そして俺はそんな店の3代目マスター 篠田聖弥。
今日は週の中日とあって客足は緩やかなのだが、カウンター席で息巻く女性のお陰で少々賑やかな夜だ。
どうやら数日前に男と別れたようなのだが…
「で、天音(アマネ)は、なんで浮気してるって気づいたのよ」
「アイツさ、浮気してる時って、大概携帯の電源を切ってるの。
で、最近電源切れてる事が続いてたんだよね。
ほら、今回で4回目の浮気だった訳でしょう。
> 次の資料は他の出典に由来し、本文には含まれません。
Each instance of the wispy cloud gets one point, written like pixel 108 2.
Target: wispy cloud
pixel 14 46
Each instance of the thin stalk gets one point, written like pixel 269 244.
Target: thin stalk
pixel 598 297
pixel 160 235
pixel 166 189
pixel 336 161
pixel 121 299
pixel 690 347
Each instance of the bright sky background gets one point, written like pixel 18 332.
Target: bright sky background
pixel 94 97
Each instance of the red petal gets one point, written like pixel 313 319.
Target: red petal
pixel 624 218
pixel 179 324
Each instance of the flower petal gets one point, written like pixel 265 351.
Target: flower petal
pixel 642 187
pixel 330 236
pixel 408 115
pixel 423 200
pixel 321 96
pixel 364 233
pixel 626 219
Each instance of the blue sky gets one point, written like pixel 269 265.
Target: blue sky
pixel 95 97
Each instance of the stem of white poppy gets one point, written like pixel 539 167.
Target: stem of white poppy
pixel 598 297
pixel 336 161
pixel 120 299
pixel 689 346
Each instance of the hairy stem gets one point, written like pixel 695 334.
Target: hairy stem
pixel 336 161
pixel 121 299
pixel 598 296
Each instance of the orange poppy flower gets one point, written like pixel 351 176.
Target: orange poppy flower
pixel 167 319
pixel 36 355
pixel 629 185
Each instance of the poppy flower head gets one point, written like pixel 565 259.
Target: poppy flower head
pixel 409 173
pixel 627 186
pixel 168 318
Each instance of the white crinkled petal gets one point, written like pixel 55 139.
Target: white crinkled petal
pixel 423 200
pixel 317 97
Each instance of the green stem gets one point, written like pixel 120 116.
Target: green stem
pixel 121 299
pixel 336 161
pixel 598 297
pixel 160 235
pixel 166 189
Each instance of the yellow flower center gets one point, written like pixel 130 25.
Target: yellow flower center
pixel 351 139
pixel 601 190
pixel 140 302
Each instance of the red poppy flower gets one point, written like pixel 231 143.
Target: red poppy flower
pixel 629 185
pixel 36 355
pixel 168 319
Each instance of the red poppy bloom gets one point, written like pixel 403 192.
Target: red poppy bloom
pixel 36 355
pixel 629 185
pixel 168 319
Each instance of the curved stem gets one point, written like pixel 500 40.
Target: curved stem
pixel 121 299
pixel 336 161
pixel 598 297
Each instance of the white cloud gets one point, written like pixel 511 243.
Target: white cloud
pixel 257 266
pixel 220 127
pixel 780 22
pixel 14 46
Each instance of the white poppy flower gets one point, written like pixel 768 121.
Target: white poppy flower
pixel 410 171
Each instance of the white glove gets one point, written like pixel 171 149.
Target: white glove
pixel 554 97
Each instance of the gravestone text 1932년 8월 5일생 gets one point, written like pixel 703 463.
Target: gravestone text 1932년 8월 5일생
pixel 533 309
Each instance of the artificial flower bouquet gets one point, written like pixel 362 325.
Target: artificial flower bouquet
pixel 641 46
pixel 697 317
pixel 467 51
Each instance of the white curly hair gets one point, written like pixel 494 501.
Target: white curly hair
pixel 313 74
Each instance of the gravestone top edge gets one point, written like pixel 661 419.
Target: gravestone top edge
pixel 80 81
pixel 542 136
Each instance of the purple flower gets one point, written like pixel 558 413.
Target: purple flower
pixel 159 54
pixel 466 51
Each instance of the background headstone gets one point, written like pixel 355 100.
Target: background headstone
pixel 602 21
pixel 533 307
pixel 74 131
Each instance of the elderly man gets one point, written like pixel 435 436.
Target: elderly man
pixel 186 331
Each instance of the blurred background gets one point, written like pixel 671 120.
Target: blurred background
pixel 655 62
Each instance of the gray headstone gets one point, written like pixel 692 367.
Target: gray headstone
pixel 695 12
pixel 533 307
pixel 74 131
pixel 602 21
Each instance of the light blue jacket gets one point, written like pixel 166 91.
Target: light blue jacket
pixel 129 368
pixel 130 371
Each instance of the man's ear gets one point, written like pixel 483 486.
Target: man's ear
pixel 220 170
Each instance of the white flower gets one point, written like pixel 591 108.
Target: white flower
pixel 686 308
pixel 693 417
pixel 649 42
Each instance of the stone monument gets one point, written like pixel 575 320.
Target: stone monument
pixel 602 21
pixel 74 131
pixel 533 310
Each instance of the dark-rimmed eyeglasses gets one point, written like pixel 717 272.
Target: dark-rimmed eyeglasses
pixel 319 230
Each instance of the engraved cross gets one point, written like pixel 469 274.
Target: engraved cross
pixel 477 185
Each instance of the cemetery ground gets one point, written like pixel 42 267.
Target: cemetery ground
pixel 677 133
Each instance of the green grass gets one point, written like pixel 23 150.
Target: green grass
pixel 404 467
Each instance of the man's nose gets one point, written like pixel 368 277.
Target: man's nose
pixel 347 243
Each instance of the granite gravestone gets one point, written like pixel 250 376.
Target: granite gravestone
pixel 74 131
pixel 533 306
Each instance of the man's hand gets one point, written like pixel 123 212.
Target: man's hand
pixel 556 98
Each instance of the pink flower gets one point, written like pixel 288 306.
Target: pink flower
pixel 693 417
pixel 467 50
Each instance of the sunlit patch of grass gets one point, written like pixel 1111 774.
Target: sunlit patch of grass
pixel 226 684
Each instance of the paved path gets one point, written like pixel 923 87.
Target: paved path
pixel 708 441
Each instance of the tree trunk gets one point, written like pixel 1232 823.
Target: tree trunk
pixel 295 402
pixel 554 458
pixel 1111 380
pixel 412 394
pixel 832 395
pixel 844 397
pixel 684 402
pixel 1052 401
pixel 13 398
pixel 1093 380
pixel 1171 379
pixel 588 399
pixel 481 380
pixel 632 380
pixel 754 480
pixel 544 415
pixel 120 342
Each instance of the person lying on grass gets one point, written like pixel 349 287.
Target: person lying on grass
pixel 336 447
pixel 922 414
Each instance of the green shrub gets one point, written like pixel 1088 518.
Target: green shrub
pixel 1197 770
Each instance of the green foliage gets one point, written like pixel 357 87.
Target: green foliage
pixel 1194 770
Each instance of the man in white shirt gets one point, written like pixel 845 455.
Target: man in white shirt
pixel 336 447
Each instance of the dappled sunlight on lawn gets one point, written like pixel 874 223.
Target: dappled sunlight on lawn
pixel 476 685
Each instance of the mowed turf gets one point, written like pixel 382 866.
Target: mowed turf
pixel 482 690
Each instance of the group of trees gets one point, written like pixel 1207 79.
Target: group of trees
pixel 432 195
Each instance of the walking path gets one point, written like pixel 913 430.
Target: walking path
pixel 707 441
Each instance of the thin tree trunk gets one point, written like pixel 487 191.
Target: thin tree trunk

いい加減気が付くっての」
そう言うと天音さんとやらはグラスを煽る。
あまりに男らしい飲みっぷりに拍手したくなる程だ。
「だからさ、電源切れてた次の日の朝、アイツのマンションに突撃してやったの」
「嘘でしょ…」
「嘘じゃないわよ。でね、ドアの前に立ったらタイミング良く浮気女が出てきたの」
呆気にとられて目を見開いていた連れの口元が微かに緩む。
興味津々ってところなんだろうなって、聞き耳立ててる俺もか。